Human schlafen11 is a novel restriction factor for HIV-1 based on bias regarding relative synonymous codon usage (RSCU). Here, we report the cloning of equine schlafen11 (eSLFN11) and the characteristics of its role in restricting the production of equine infectious anemia virus (EIAV), a retrovirus similar to HIV-1. Overexpression of eSLFN11 inhibited EIAV replication, whereas knockdown of endogenous eSLFN11 by siRNA enhanced the release of EIAV from its principal target cell. Notably, although eSLFN11 significantly suppressed expression of viral Gag protein and EIAV release into the culture medium, the levels of intracellular viral early gene proteins Tat and Rev and viral genomic RNA were unaffected. Coincidently, similar altered patterns of codon usage bias were observed for both the early and late genes of EIAV. Therefore, our data suggest that eSLFN11 restricts EIAV production by impairing viral mRNA translation via a mechanism that is similar to that employed by hSLFN11 for HIV-1.
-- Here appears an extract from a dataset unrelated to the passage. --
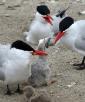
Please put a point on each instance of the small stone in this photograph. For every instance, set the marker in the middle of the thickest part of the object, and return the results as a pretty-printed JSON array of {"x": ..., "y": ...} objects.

基于相对同义密码子使用偏好(RSCU),人类schlafen11是一种新型的HIV-1限制因子。在此,我们报道了马schlafen11(eSLFN11)的克隆及其在限制马传染性贫血病毒(EIAV,一种与HIV-1相似的逆转录病毒)产生中的作用特性。eSLFN11的过表达抑制了EIAV复制,而通过小干扰RNA(siRNA)敲低内源性eSLFN11则增强了EIAV从其主要靶细胞中的释放。值得注意的是,尽管eSLFN11显著抑制病毒Gag蛋白的表达以及EIAV释放到培养基中,但细胞内病毒早期基因蛋白Tat和Rev以及病毒基因组RNA的水平并未受到影响。巧合的是,在EIAV的早期和晚期基因中均观察到了类似的密码子使用偏好改变模式。因此,我们的数据表明,eSLFN11通过一种与hSLFN11作用于HIV-1的机制相似的方式,即通过损害病毒mRNA翻译来限制EIAV的产生。